Microsoft CEO Satya Nadella announced the commitment ahead of a speech he's set to deliver on Wednesday at the World Economic Forum in Davos, Switzerland, where the theme is the "fourth industrial revolution".

Business bigwigs, politicians, and celebrities in attendance will ponder the post-digital revolution world of AI robots, designer babies, memory extraction, and what law makers should do to avoid mass impoverishment as blue- and white-collar workers are replaced by smarter automation.

According to Nadella, Microsoft's $1bn in-kind donation will help solve the problems, since cloud computing is vital to unlocking the secrets of big data.

"Microsoft is empowering mission-driven organizations around the planet with a donation of cloud computing services -- the most transformative technologies of our generation," said Nadella.

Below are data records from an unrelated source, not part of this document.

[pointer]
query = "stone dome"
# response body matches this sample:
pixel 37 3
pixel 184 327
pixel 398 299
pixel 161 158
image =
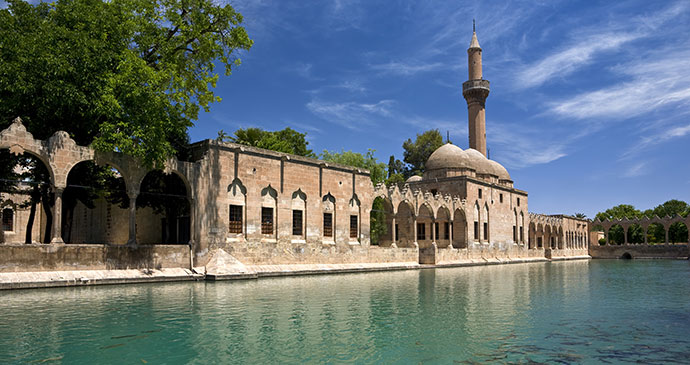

"Now more than 70,000 organizations will have access to technology that will help them solve our greatest societal challenges and ultimately improve the human condition and drive new growth equally," he added.

Last year 193 heads of state adopted 17 sustainable development goals to achieve by 2030, including ending poverty, ending hunger, and ensuring affordable, reliable, and sustainable energy for all. Microsoft said the scale and computational power enabled by cloud computing "will be essential to unlocking solutions to this list of some of the world's seemingly unsolvable problems".

Specifically, those 70,000 non-profits will have access to Azure, Power BI, CRM Online, and its Enterprise Mobility Suite. Previously Microsoft has offered Office 365 free to non-profits.

For university researchers, Microsoft will add another 300 projects to its already-running Azure for Research program that currently grants free Azure storage and computing resources to 600 research projects.

Then there's Microsoft's connectivity program that has offered $75,000 in grants to startups with ideas on how to improve last-mile connection technologies. Applications for that program closed this week, but Microsoft Philanthropies intends to support 20 of these projects in at least 15 countries around the world by the middle of 2017.

Microsoft launched its dedicated Philanthropies unit in December, with the aim of providing more equal access to technology. The group is being lead by senior Microsoft lawyers, including VP of Philanthropies, Mary Snapp, a veteran lawyer at Microsoft who reports to its chief legal officer Brad Smith. As recently noted, Microsoft last year donated $120m in cash and $950m in in-kind donations.